Little Rock

The Columbia Encyclopedia, 6th ed.

Little Rock

Little Rock, city (1990 pop. 175,795), state capital and seat of Pulaski co., central Ark., on the Arkansas River; inc. 1831. It is a river port and the administrative, commercial, transportation, and cultural center of the state. The city's industries process agricultural products, fish, beef, poultry, and bauxite and timber. Its manufacturing industries are closely related with those of North Little Rock across the river.

The settlement was a well-known river crossing when Arkansas Territory was established in 1819. It became territorial capital in 1821 and state capital when Arkansas entered the Union in 1836. In the Civil War the battle of Little Rock (1863) was fought there.
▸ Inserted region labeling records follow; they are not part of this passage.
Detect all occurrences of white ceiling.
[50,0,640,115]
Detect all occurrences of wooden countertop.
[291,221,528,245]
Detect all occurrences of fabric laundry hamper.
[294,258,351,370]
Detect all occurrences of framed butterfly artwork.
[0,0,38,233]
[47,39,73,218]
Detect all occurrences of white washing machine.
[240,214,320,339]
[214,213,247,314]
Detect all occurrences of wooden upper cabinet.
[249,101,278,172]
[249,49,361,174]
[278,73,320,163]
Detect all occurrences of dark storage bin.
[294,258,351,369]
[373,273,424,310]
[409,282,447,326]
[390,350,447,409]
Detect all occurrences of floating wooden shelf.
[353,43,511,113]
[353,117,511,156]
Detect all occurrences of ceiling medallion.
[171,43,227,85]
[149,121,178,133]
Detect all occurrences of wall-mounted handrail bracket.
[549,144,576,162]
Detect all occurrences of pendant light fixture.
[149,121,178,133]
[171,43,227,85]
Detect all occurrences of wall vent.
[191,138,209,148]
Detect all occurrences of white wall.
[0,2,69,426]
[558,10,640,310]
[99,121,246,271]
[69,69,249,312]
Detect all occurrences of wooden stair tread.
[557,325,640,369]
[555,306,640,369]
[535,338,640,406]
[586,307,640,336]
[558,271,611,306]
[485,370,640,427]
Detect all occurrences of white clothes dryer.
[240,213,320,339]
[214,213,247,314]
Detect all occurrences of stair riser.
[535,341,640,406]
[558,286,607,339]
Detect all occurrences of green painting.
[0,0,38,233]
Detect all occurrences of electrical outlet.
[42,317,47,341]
The city became a center of world attention in 1957, when federal troops were sent there to enforce a 1954 U.S. Supreme Court ruling against segregation in the public schools.

Little Rock is the seat of Philander Smith College, Arkansas Baptist College, the Univ. of Arkansas at Little Rock, and several other branches of the university, including the law and medical schools. Of interest are the beautiful Old State House, which served as capitol from 1836 to 1910 and is now a museum; several other museums, including the Arkansas Arts Center; and the Clinton presidential library. The present capitol building was built in 1911. The city also contains several state institutions and has a noteworthy symphony orchestra. Little Rock Air Force Base is in nearby Jacksonville.